Someone's playing Limp Bizkit out loud on the train. I think the decade reset it self.
I came downstairs to find I had missed the 3some on my kitchen floor but not the pukefest or ER trip after it. This is what happens when the voice of reason is otherwise occupied
I know now the amount of smoke it takes to set off the fire alarm....no longer worried about using the bong...not even close
Petting the cat and listening to "you've got a friend". This is why I smoke weed. To make sense of situations like this.
seriously considering responding to a craigslist ad for a lesbian cunninlingus instructor...at this point i'm so desperate for a job that i'm willing to switch teams.
That is an awkward looking cockshot, not gonna lie
New reason to drink: alcohol makes soda taste like goddamn gold.
Drunk yet?
Well I just did the worm on an empty dance floor while the bridesmaids were serving cake. You tell me.

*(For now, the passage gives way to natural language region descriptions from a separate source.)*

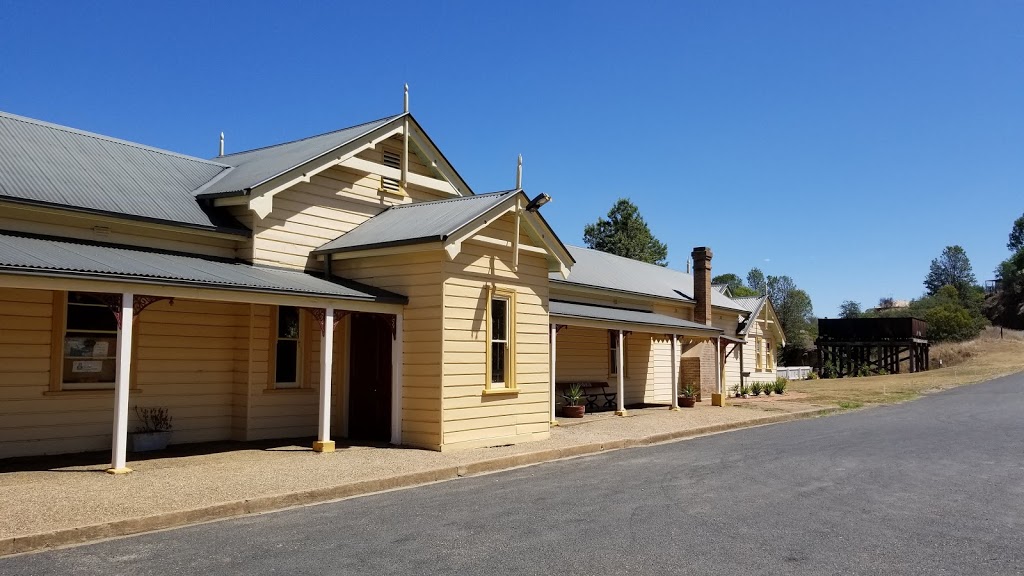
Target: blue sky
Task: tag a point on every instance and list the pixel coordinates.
(843, 144)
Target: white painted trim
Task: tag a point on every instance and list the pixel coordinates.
(386, 251)
(630, 327)
(122, 381)
(397, 358)
(554, 346)
(621, 397)
(675, 370)
(327, 363)
(57, 282)
(505, 244)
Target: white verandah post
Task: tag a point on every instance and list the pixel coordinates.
(621, 372)
(675, 371)
(554, 337)
(324, 442)
(122, 380)
(396, 359)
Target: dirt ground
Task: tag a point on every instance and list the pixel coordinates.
(964, 363)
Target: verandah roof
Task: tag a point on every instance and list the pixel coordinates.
(624, 319)
(60, 257)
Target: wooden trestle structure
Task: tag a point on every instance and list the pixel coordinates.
(850, 345)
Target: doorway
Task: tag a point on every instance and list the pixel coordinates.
(370, 378)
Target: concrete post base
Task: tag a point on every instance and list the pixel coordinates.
(327, 446)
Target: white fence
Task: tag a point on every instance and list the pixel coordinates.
(793, 372)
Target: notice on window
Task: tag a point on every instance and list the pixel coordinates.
(87, 366)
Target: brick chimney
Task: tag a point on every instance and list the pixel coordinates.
(701, 284)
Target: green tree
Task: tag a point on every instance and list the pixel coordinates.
(952, 268)
(756, 280)
(735, 284)
(1006, 305)
(948, 319)
(626, 234)
(1017, 236)
(850, 309)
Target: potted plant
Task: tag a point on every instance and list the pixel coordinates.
(688, 396)
(154, 429)
(572, 397)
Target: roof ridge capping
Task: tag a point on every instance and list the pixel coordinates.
(98, 136)
(459, 199)
(268, 147)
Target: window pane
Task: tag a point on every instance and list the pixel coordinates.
(90, 317)
(499, 316)
(498, 362)
(89, 370)
(288, 357)
(288, 322)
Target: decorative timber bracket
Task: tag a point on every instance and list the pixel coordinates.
(139, 303)
(321, 316)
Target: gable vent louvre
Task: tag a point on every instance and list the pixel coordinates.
(392, 160)
(390, 184)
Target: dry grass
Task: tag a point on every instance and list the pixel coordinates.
(964, 363)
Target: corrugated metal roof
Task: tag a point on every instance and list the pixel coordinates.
(254, 167)
(418, 222)
(612, 315)
(51, 164)
(48, 256)
(750, 303)
(601, 270)
(753, 304)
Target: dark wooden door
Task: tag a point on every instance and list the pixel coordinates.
(370, 378)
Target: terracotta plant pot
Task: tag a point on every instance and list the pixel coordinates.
(573, 411)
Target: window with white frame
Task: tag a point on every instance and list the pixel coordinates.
(501, 340)
(90, 343)
(287, 358)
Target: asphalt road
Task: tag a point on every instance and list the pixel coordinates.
(930, 487)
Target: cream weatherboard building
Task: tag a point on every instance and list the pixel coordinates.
(346, 285)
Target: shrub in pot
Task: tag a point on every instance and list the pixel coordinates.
(688, 396)
(154, 432)
(572, 398)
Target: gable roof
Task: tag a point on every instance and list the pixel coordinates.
(51, 256)
(600, 270)
(416, 223)
(48, 164)
(254, 167)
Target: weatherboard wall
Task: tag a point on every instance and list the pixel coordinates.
(472, 418)
(333, 202)
(419, 277)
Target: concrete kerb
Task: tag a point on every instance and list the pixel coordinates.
(127, 527)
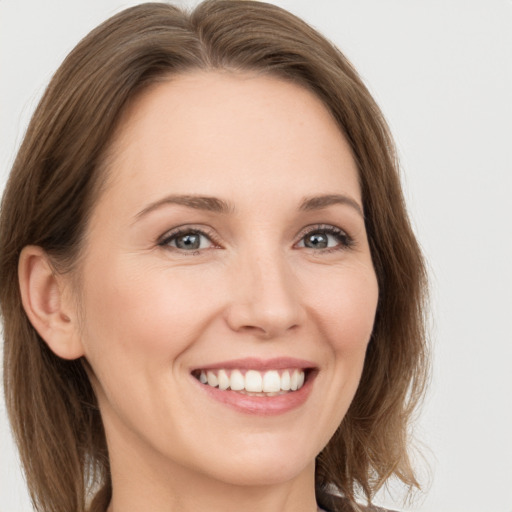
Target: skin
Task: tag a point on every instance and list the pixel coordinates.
(152, 312)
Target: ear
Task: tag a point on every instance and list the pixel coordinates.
(48, 303)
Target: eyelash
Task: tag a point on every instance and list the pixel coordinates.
(345, 240)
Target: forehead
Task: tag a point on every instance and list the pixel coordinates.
(218, 129)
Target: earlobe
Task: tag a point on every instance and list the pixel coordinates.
(49, 309)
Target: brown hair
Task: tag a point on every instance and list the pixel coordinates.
(52, 188)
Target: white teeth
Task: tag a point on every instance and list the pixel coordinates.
(237, 381)
(300, 381)
(270, 382)
(294, 381)
(285, 381)
(212, 379)
(253, 381)
(223, 380)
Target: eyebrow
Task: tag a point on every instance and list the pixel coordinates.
(211, 204)
(216, 205)
(324, 201)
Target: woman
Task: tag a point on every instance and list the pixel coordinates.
(212, 297)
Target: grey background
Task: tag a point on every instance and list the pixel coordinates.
(442, 73)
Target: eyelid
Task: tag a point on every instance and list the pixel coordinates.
(348, 243)
(206, 231)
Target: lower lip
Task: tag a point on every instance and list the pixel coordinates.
(261, 405)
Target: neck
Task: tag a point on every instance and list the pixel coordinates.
(156, 484)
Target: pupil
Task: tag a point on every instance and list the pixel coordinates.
(316, 241)
(190, 241)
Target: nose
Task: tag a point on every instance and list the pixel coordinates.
(265, 299)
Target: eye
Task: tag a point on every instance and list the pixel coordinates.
(189, 240)
(325, 237)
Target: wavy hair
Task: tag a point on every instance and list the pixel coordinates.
(52, 189)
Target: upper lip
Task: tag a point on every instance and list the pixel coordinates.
(254, 363)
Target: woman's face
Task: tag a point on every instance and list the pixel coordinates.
(229, 245)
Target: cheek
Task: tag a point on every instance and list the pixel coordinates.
(345, 310)
(142, 312)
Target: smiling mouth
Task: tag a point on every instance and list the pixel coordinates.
(254, 382)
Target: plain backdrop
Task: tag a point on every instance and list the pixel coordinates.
(442, 73)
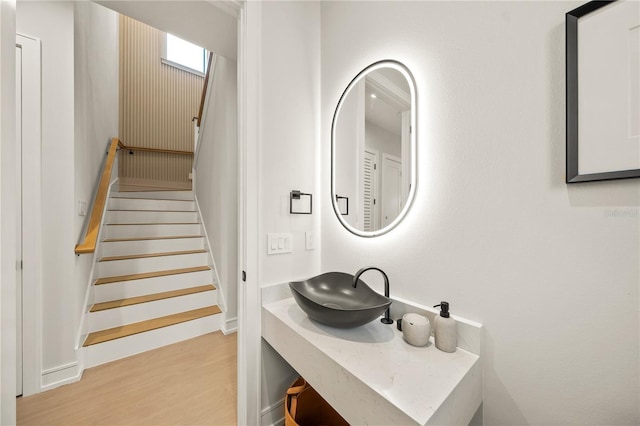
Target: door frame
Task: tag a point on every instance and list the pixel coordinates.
(249, 300)
(31, 215)
(383, 176)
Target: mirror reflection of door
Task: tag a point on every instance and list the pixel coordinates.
(369, 190)
(387, 132)
(390, 196)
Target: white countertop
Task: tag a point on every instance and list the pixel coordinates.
(371, 375)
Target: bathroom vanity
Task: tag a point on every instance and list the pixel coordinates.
(369, 374)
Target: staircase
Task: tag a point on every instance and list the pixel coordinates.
(153, 277)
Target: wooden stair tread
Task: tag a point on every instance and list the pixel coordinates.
(153, 223)
(131, 277)
(150, 298)
(116, 240)
(146, 255)
(148, 325)
(152, 199)
(142, 210)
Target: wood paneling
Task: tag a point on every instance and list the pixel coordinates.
(157, 105)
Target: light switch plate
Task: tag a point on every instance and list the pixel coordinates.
(278, 243)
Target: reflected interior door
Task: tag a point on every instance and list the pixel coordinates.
(390, 198)
(370, 191)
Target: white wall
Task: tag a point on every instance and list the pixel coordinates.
(382, 140)
(96, 72)
(494, 229)
(201, 22)
(52, 22)
(217, 179)
(7, 213)
(289, 131)
(288, 148)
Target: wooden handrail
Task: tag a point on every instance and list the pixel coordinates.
(204, 88)
(88, 245)
(166, 151)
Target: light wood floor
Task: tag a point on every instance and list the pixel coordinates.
(187, 383)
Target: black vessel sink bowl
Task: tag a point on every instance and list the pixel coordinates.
(330, 299)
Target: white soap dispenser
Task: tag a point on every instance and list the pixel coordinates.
(445, 332)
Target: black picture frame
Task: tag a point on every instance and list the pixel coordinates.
(338, 198)
(297, 195)
(572, 138)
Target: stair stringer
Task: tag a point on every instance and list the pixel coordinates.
(83, 329)
(229, 325)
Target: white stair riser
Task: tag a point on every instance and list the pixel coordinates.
(150, 264)
(134, 288)
(139, 204)
(119, 348)
(159, 195)
(150, 216)
(144, 311)
(123, 248)
(142, 231)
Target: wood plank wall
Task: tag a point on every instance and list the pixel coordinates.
(157, 103)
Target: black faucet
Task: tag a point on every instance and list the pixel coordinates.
(386, 319)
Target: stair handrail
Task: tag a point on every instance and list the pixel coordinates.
(88, 244)
(160, 150)
(207, 94)
(204, 89)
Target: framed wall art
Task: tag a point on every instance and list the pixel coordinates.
(603, 91)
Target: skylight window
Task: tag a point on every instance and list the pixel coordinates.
(185, 55)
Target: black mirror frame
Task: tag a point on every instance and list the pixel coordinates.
(413, 144)
(571, 40)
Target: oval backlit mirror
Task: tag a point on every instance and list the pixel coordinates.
(373, 149)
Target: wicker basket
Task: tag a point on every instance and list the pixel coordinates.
(305, 407)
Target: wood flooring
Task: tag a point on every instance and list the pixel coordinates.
(188, 383)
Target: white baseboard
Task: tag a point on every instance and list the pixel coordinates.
(60, 375)
(273, 415)
(229, 325)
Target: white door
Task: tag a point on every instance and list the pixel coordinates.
(19, 220)
(370, 191)
(391, 195)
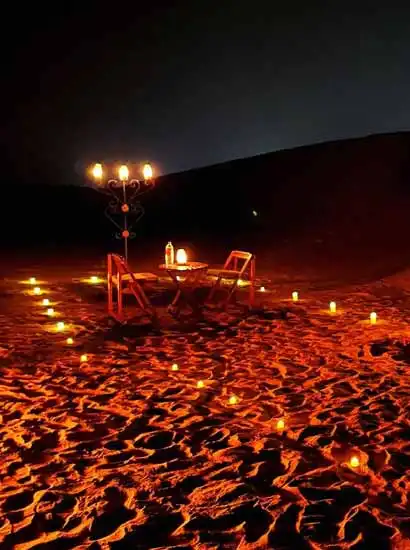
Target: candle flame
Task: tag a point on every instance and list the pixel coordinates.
(181, 256)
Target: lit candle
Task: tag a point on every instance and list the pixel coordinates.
(280, 425)
(181, 256)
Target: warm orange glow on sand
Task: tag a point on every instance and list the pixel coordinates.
(121, 451)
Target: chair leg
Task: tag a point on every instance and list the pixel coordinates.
(252, 281)
(215, 287)
(109, 284)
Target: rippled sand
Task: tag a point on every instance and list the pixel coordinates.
(123, 452)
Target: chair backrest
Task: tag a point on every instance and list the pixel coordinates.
(235, 258)
(119, 262)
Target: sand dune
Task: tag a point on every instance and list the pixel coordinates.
(123, 452)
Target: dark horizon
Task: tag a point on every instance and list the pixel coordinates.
(187, 87)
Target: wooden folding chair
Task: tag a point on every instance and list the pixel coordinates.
(121, 281)
(234, 273)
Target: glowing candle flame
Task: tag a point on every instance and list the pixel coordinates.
(280, 425)
(147, 171)
(123, 172)
(97, 171)
(181, 256)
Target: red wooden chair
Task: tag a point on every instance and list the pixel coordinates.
(238, 267)
(121, 281)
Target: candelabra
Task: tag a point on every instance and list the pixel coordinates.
(124, 209)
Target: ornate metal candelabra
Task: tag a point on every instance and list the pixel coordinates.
(124, 209)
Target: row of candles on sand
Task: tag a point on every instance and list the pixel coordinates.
(354, 461)
(332, 305)
(60, 326)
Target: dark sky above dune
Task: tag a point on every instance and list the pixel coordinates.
(195, 82)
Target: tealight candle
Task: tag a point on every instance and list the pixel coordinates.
(280, 425)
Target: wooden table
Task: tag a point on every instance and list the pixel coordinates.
(186, 278)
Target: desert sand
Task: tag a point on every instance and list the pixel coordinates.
(298, 436)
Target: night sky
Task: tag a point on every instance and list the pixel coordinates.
(191, 83)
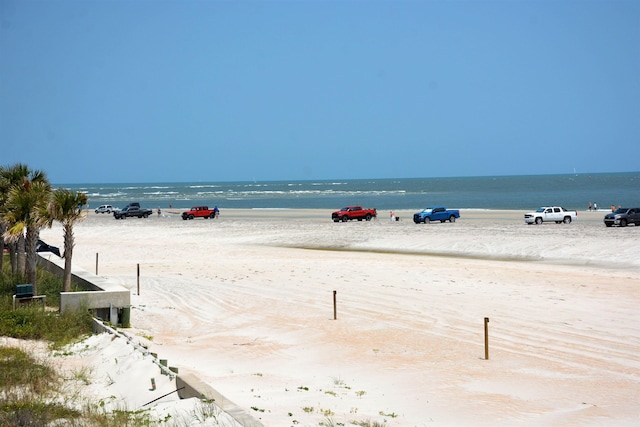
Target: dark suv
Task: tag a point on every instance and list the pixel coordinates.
(623, 217)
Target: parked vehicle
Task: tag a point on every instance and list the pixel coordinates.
(436, 213)
(353, 212)
(200, 212)
(623, 217)
(132, 211)
(555, 214)
(106, 209)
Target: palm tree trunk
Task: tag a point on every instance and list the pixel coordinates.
(68, 253)
(3, 228)
(20, 254)
(12, 258)
(32, 241)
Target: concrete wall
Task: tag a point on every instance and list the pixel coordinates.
(99, 293)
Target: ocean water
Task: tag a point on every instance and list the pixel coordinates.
(573, 191)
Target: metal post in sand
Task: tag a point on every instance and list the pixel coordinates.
(335, 309)
(486, 338)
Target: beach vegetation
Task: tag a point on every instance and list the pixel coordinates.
(28, 204)
(24, 194)
(65, 206)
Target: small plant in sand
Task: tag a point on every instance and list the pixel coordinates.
(83, 375)
(390, 415)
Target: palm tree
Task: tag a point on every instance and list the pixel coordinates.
(25, 203)
(4, 193)
(28, 192)
(66, 206)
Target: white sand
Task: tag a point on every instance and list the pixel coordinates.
(246, 302)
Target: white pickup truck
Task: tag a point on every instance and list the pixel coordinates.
(556, 214)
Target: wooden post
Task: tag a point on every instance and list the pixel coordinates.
(486, 338)
(335, 310)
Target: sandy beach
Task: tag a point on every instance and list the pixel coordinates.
(246, 303)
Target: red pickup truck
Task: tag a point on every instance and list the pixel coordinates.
(353, 212)
(200, 212)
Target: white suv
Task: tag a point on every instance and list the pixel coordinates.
(556, 214)
(106, 209)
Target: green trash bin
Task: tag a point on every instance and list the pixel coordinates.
(125, 317)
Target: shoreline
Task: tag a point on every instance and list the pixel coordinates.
(238, 301)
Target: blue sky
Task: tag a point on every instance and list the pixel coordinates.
(174, 91)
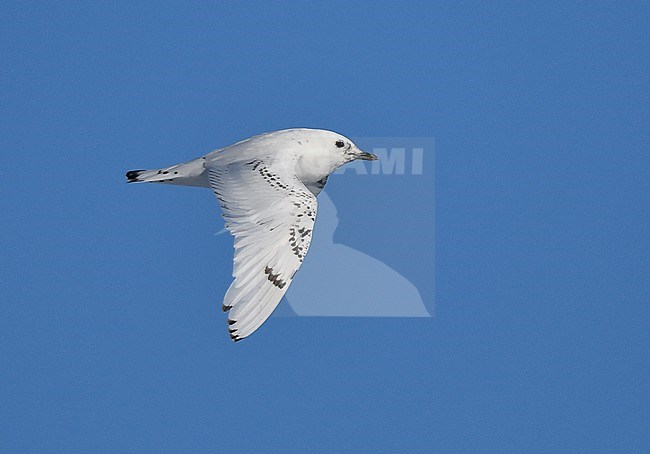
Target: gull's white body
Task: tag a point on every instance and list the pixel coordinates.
(267, 187)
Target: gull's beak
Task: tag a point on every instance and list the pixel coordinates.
(366, 156)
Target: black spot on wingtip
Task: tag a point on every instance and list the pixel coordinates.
(132, 175)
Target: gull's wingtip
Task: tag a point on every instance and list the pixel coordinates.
(132, 175)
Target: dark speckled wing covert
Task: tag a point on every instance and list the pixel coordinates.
(271, 216)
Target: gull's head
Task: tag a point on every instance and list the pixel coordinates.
(319, 152)
(334, 145)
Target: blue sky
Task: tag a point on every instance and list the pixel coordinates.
(110, 337)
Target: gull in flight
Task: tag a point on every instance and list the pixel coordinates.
(267, 187)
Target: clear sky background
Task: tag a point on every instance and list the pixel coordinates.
(110, 337)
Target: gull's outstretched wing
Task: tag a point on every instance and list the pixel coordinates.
(271, 214)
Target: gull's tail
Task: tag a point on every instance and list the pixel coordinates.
(190, 173)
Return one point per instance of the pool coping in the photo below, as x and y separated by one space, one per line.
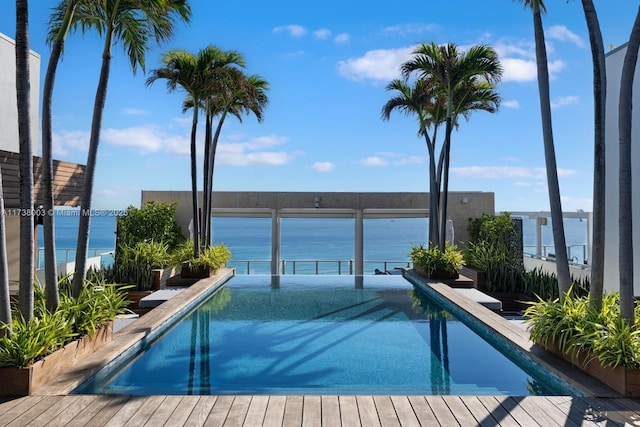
143 329
517 337
151 324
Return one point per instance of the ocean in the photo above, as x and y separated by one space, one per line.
306 239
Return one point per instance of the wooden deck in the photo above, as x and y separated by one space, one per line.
55 406
366 411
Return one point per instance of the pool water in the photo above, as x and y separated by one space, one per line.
321 335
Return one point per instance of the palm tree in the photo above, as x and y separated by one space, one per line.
241 95
600 101
419 100
5 303
562 262
189 72
59 25
625 206
134 23
26 160
451 70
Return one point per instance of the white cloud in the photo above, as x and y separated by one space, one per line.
293 30
322 34
380 64
508 172
564 101
66 141
375 161
148 139
562 33
411 28
510 104
411 160
134 111
518 70
323 166
342 38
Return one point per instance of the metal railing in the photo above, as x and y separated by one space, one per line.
577 253
69 255
317 267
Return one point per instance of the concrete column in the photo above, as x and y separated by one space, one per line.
359 243
275 242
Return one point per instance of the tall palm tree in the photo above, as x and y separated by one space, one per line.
242 95
5 303
451 70
596 281
59 25
191 73
134 23
559 243
419 99
23 91
625 205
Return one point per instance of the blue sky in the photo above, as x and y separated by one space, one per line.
328 64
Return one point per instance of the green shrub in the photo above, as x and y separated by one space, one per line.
432 259
572 325
30 341
154 221
491 241
214 257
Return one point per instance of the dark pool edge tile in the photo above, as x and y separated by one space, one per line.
133 333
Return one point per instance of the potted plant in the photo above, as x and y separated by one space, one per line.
210 260
43 348
436 264
600 343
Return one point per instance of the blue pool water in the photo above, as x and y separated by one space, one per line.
321 335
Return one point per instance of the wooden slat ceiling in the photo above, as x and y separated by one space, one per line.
67 185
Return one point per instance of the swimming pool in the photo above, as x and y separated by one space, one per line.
320 335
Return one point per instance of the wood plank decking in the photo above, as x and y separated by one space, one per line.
308 411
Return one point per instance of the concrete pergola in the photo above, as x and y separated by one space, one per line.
462 207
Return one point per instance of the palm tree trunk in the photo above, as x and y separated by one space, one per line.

The guy at the rodeo just told me "if ya don't say none, ya don't get none". What the hell does that mean?
Im pretty sure you just got hit on by a gay cowboy.....
I imagine it like the scene in Sorceror's Stone, but instead of flying keys, it's flying dicks.
That is a dream.
Got 3360 Shoppers points for buying Plan B. I guess this all worked out for the best.
she just kept straddling the railing to the stairs and shouting "come on Seabiscuit, lets win this for America."
on a campus of 30,000 people, i should not be able to see every single guy I've ever hooked up with at one party.
Do you ever just want to be mashed potatoes?